Мистер Бломбак был владельцем и директором Индиан-Хилла и старинным другом Стайнбергов. В давние времена, прежде чем заняться лагерным делом, он был заместителем директора старшей школы в Ньюарке и начальником миссис Стайнберг, молодой учительницы.
— Марсия, — сказал в ответ мистер Кантор, — у меня ведь есть работа.
— Но тебе бы стоило уехать подальше от эпидемии. Я так беспокоюсь о тебе, Бакки! В раскаленном городе, среди множества детей. В таком тесном с ними контакте — и в самом центре эпидемии. И в этой жаре бесконечной.
— У меня примерно девяносто детей на площадке и на сегодня только четыре случая полио.
— Из них два со смертельным исходом!
— На спортплощадке пока эпидемии все-таки нет, Марсия.
— Я говорю про Уикуэйик в целом. Из всего города там наихудшее положение. А еще даже август не наступил, это самый тяжелый месяц. К тому времени в Уикуэйике больных уже может быть вдесятеро больше Бакки, уволься, прошу тебя. Есть возможность стать водным инструктором у мальчиков в Индиан — Хилле. Дети тут замечательные, персонал замечательный, мистер Бломбак замечательный - тебе у нас очень понравится. Ты из года в год сможешь тут работать водным инструктором. Мы будем с тобой сюда ездить каждое лето. Ты и я, вместе, и ты будешь в безопасности.
— Я и теперь в безопасности, Марсия.
— Ничего подобного!
— Я не могу уйти с этой работы. Это мой первый год. Взять и бросить сейчас всех своих ребят? Я так не могу. Я им нужней, чем когда — либо. Нет, я должен оставаться.
— Бакки, милый, ты прекрасный, ответственный педагог, но это не значит, что ты незаменим как летний заведующий спортплощадкой. Ты не подумал, что ты мненужней, чем когда — либо? Я так тебя люблю, я так по тебе скучаю. Меня в ужас приводит мысль, что с тобой может что-нибудь случиться. Зачем ты рискуешь, зачем ставишь под удар наше будущее?
— Твой отец постоянно имеет дело с больными людьми. Он каждый день рискует своим здоровьем. Ты о нем так же беспокоишься?
— Этим летом? Конечно. Слава богу, что мои сестры здесь, в лагере, со мной. Да, я беспокоюсь о папе, о маме и обо всех, кого я люблю.
— Представь себе, что твой папа взял бы и бросил всех своих пациентов из-за эпидемии полио. Как бы ты к этому отнеслась?
— Мой папа врач. Он сам выбрал эту профессию.
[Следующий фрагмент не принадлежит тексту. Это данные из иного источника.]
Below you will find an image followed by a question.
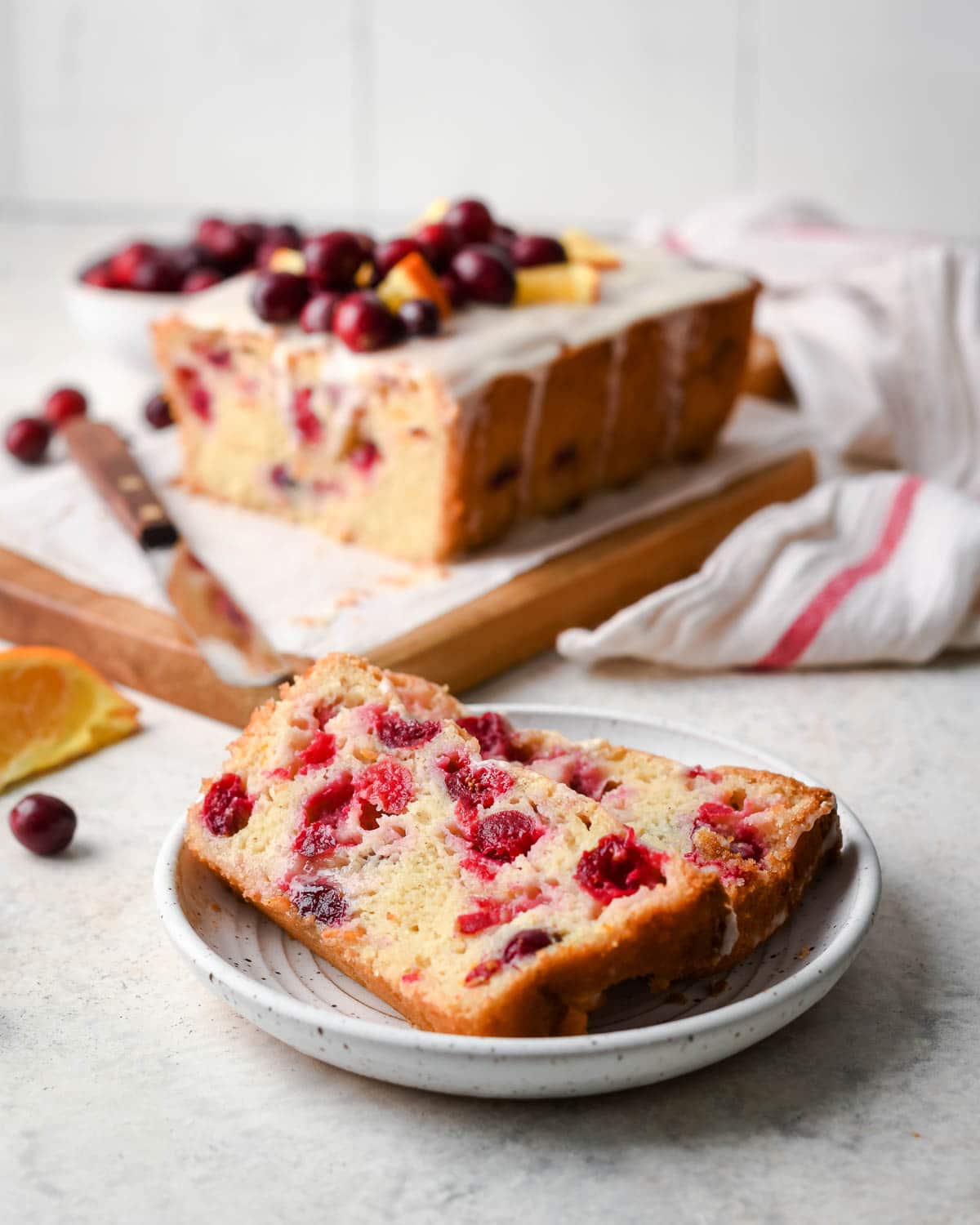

Иметь дело с больными людьми — его работа. Но не твоя. Твоя работа — иметь дело со здоровыми,с детьми, которые хорошо себя чувствуют, могут бегать, играть, веселиться. Ты будешь здесь великолепным водным инструктором. Все будут от тебя в восторге. Ты отличный пловец, отличный ныряльщик и отличный педагог. Боже мой, Бакки, такая возможность выпадает раз в жизни! И мы с тобой, — она понизила голос, — сможем тут уединяться. На озере есть остров. Вечером, после отбоя, мы будем плавать туда на каноэ. Уже не надо будет из-за твоей бабушки волноваться, из-за моих родителей или из-за сестер, как бы не подглядели. Мы наконец-то, наконец-то будем вместе одни.
Он сможет снять с нее всю одежду, подумал он, и увидеть ее совсем обнаженной. Они будут одни, обнаженные, на темном острове. Не боясь, что кто-нибудь их потревожит, он сможет там ласкать ее так неспешно и страстно, как ему хочется. И там не будет никаких Копферманов. Никаких миссис Копферман с их истериками, обвиняющих его в том, что из — за него их дети заболели полио. И у него пройдет там ненависть к Богу, которая смущала его, вызывала смятение чувств, — ненависть, из-за которой ему было очень не по себе. На этом острове он сможет освободиться от всего, что ему становится трудней и трудней переносить.
— Я не могу оставить бабушку, — сказал мистер Кантор. — Как она будет носить продукты по трем маршам лестницы? У нее от этих подъемов с полными сумками боли в груди.